Two patients were found to have tumour growth, one of whom had previously been treated. In addition, five patients were found to have conditions such as macular oedema and cataract requiring treatment. All these patients were referred to the ophthalmologist’s ocular oncology clinic. Such a referral would probably have taken place even if they had been seen in a general ophthalmology clinic so that the patients were not worse off because they were reviewed by a nurse. Interestingly, the growth of the untreated tumour had been missed in a general ophthalmic clinic and the patient was fortunate that she had been selected randomly to attend our NOC.

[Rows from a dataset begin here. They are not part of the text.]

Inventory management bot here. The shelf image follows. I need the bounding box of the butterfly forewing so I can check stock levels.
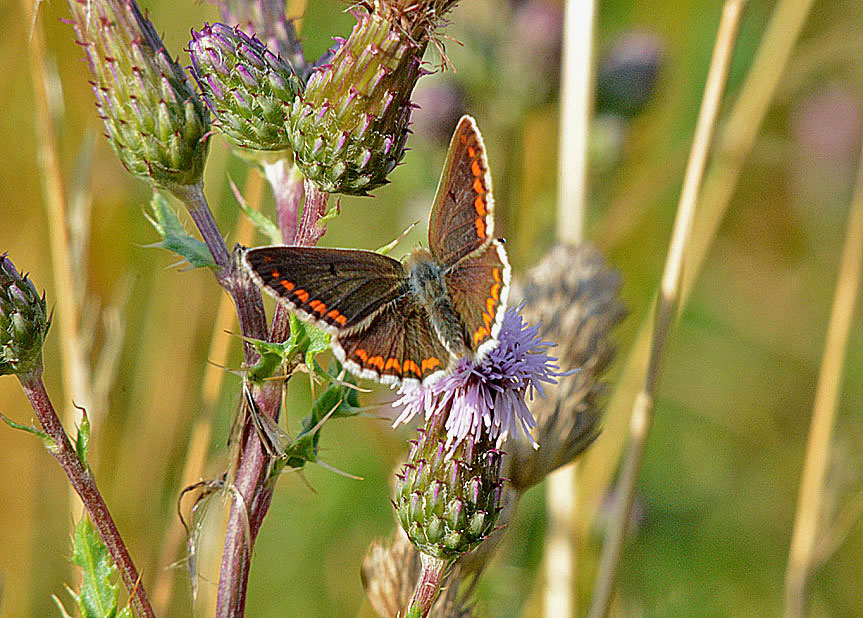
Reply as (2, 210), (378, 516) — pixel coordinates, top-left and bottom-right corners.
(444, 240), (510, 359)
(332, 295), (451, 384)
(429, 116), (494, 267)
(243, 246), (405, 333)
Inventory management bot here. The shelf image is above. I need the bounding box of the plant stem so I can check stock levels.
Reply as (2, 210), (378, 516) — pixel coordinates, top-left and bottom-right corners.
(578, 0), (813, 552)
(543, 0), (596, 618)
(588, 0), (746, 618)
(216, 176), (329, 618)
(405, 554), (451, 618)
(19, 370), (156, 618)
(785, 137), (863, 618)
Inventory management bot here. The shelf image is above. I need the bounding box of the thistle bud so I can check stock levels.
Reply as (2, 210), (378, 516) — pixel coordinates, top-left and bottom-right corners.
(396, 406), (503, 560)
(0, 255), (51, 375)
(69, 0), (210, 191)
(291, 0), (456, 195)
(189, 23), (300, 150)
(506, 245), (626, 492)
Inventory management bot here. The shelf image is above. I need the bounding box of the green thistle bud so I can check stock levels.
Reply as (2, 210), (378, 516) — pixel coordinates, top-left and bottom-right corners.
(0, 254), (51, 375)
(189, 23), (300, 150)
(69, 0), (210, 190)
(395, 414), (503, 560)
(290, 0), (455, 195)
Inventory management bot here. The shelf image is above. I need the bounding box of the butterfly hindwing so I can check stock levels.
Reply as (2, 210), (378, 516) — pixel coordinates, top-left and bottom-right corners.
(429, 116), (494, 267)
(444, 240), (510, 360)
(243, 246), (405, 333)
(331, 295), (452, 384)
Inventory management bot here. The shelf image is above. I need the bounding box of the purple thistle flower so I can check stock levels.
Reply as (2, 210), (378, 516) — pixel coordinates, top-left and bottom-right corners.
(393, 307), (575, 448)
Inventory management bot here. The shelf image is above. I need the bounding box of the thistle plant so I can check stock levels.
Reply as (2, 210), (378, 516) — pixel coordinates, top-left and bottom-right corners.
(290, 0), (457, 195)
(69, 0), (210, 192)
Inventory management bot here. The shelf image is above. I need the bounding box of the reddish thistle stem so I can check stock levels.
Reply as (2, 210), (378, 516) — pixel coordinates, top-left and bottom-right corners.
(19, 369), (156, 618)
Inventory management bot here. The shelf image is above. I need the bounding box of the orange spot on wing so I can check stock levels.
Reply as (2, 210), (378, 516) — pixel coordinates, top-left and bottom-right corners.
(309, 300), (327, 316)
(473, 195), (485, 217)
(474, 217), (485, 238)
(482, 313), (494, 333)
(422, 356), (440, 373)
(327, 309), (348, 326)
(473, 326), (491, 343)
(404, 359), (422, 376)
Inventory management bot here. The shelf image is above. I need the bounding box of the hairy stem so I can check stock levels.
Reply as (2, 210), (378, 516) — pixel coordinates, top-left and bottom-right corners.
(19, 371), (156, 618)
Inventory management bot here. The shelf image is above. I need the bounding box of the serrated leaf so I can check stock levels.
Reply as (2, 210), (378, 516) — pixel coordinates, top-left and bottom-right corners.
(147, 191), (216, 268)
(70, 516), (120, 618)
(247, 314), (330, 383)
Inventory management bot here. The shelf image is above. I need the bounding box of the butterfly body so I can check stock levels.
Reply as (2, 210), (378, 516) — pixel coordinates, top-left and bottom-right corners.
(242, 116), (510, 384)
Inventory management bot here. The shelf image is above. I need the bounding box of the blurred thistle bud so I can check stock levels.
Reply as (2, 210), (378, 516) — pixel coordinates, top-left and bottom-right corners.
(189, 23), (300, 150)
(291, 0), (458, 195)
(395, 413), (503, 561)
(0, 254), (51, 376)
(215, 0), (310, 81)
(69, 0), (210, 191)
(596, 32), (663, 118)
(505, 244), (626, 493)
(360, 530), (473, 618)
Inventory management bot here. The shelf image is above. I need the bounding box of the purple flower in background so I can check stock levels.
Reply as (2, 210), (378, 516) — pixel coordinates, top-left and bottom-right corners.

The nurse-led model of follow-up has been accepted in other settings, such as in breast and lung cancer, diabetic retinopathy screening, and emergency eye clinics.8, 9, 10, 11, 12, 13 The role of the nurse-led clinic in an acute care setting has at least a 15-year history in the United Kingdom.12

The main benefit of the nurse-led clinic is that it provides patients with specialist expertise and equipments that are not available in general ophthalmic clinics while reducing the workload of the ophthalmologist’s ocular oncology clinic. At present, only small numbers of patients are attending the nurse-led clinic, but more will be seen at each session as the nurses gain more experience and confidence.

Further studies are needed to identify any shortcomings of the nurse-led clinic and to rectify such problems. Many patients travel long distances so that there may be scope for ‘virtual clinics’, whereby the nurses review photographs instead of seeing the patients themselves. Such images could be taken by an ophthalmic photographer at the patient’s local hospital or by the patient’s optometrist without taking up the time of the patient’s local ophthalmologist.

In conclusion, we have developed a system for nurse-led surveillance and counselling of adult patients with an ocular tumour. Our initial results are encouraging but further studies are needed to identify any weaknesses and improve efficiency.